Again, many skeptics would question whether these animals so few Illinoisans have ever seen truly were of a sizable enough population density to enable a tornado to lift 1,000 or more of them skyward.
Although their label of being rarely seen is all too accurate, that aspect of the animals’ existence is deceiving. Philip Smith wrote in his The Amphibians and Reptiles of Illinois that “if special effort is made can be taken in numbers.” Brian Anderson, chairman of the Lincoln Land’s biological- and physical-sciences department, says that as a result of human encroachment, the species has “likely been under pressure since the 1960s. Many of its haunts state nature preserves or protected federal properties.” Population density and magnitude would have been significantly superior in the mid-19th century.
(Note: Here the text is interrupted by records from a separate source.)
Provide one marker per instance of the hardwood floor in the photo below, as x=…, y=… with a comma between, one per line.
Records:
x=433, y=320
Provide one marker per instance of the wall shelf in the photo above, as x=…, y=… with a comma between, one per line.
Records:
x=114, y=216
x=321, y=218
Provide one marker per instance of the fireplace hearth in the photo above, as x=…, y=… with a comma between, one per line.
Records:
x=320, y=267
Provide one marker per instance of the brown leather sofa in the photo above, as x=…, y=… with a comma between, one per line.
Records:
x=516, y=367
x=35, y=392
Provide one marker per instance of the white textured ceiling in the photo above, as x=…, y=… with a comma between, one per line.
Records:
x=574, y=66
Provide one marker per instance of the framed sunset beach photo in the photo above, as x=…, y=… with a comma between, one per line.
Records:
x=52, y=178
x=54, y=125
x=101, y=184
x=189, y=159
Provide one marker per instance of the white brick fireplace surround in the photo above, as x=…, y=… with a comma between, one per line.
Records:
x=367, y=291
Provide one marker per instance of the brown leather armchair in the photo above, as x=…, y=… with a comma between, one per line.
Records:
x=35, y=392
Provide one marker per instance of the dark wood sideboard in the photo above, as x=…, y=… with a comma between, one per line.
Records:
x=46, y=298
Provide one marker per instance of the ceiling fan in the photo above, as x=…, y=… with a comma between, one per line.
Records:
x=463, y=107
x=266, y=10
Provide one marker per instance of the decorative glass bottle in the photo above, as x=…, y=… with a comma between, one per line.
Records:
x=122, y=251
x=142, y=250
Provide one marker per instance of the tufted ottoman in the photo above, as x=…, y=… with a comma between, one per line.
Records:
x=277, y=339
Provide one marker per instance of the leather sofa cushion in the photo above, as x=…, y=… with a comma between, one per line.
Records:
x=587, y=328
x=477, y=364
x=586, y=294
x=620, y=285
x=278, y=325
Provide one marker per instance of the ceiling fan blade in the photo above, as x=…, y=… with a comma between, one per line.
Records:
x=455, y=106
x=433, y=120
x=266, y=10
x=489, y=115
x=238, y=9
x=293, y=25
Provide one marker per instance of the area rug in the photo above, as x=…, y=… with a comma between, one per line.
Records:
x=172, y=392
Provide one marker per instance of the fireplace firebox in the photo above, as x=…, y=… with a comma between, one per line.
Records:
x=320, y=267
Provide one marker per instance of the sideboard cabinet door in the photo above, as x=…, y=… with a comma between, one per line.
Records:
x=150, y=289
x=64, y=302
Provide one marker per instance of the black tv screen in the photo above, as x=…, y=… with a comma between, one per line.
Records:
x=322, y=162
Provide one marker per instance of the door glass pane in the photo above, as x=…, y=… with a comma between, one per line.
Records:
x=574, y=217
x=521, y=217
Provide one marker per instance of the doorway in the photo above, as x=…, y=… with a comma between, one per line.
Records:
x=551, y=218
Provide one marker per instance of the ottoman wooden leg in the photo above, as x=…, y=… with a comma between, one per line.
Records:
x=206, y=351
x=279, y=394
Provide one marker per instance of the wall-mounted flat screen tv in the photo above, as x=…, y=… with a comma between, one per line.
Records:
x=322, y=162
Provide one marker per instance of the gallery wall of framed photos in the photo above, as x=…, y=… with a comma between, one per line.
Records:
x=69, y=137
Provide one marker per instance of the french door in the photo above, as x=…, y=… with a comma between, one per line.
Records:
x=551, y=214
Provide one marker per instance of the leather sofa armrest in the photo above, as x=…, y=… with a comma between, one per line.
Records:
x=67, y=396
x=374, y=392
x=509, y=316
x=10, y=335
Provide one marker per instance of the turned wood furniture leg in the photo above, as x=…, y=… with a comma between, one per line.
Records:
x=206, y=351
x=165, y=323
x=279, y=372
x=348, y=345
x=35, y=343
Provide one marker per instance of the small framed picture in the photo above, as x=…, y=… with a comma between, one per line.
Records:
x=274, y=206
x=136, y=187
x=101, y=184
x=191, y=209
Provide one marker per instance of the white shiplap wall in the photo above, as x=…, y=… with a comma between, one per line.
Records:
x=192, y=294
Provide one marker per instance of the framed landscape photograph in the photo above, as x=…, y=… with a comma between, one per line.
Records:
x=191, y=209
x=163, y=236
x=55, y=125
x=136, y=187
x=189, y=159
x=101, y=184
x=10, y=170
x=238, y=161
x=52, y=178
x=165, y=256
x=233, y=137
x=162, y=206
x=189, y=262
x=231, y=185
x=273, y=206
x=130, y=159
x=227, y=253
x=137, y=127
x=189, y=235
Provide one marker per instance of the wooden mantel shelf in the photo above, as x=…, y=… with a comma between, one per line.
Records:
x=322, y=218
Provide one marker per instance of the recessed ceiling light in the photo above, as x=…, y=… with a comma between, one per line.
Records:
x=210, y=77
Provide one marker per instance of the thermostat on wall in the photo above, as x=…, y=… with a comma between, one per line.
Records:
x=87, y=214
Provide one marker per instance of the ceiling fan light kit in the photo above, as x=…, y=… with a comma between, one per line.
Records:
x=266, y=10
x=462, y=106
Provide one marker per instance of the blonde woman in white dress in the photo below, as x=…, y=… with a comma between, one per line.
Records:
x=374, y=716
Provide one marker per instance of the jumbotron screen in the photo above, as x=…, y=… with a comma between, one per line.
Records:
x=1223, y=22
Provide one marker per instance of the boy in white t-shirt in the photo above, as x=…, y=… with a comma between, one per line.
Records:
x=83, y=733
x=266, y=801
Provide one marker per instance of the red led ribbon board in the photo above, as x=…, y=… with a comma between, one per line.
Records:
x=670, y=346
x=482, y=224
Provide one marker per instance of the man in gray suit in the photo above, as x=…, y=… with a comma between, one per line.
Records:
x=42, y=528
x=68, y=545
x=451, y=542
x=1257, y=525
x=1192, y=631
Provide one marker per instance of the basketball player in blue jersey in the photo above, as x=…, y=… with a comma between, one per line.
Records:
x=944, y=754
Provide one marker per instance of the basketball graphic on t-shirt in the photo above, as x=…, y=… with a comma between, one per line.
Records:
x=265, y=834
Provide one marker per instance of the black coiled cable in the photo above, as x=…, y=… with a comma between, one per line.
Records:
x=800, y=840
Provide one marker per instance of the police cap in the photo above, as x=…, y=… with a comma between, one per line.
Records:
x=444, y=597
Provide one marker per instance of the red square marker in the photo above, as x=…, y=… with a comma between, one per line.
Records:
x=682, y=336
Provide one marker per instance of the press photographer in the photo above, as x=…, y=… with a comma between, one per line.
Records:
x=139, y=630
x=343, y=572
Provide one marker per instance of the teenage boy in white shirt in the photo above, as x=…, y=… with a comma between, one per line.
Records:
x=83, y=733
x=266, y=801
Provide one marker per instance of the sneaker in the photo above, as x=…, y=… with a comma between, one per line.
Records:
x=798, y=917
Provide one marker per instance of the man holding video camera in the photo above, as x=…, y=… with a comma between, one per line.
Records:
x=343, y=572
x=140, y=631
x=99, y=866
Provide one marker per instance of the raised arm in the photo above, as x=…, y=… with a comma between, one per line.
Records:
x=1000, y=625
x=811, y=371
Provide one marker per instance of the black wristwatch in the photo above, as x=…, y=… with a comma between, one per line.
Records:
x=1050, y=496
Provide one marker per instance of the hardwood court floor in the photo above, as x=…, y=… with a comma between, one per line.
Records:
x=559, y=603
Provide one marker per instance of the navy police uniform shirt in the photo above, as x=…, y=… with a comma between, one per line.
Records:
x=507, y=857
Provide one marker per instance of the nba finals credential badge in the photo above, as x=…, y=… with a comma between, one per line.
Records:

“Sirens can be moderately common in the appropriate habitat, though they are quite secretive, mostly active at night, and not often seen,” says Steve Mullin, a herpetologist at Eastern Illinois University. “I have encountered healthy populations in southern Illinois and would guess that you might find densities as high as one individual per cubic meter of water.”
Using Mullin’s estimate and a hypothetical tornado traveling 30 mph with a contact base 2 meters across and a 30-second touchdown, mathematics tells us that it could have vacuumed up almost 1,000 sirens.
History has recorded scores of enigmatic “falls” during storms. These range from the not-so-strange red sand that fell over Chicago in early January 2006, which the Illinois Environmental Protection Agency determined to have originated in Texas or Oklahoma, to the more common “fish falls” that occur just often enough in Europe to barely merit headlines any more. But it would seem that Taylorville can claim downstate Illinois’ only mysterious “fall” in history and the world’s solitary “siren fall.”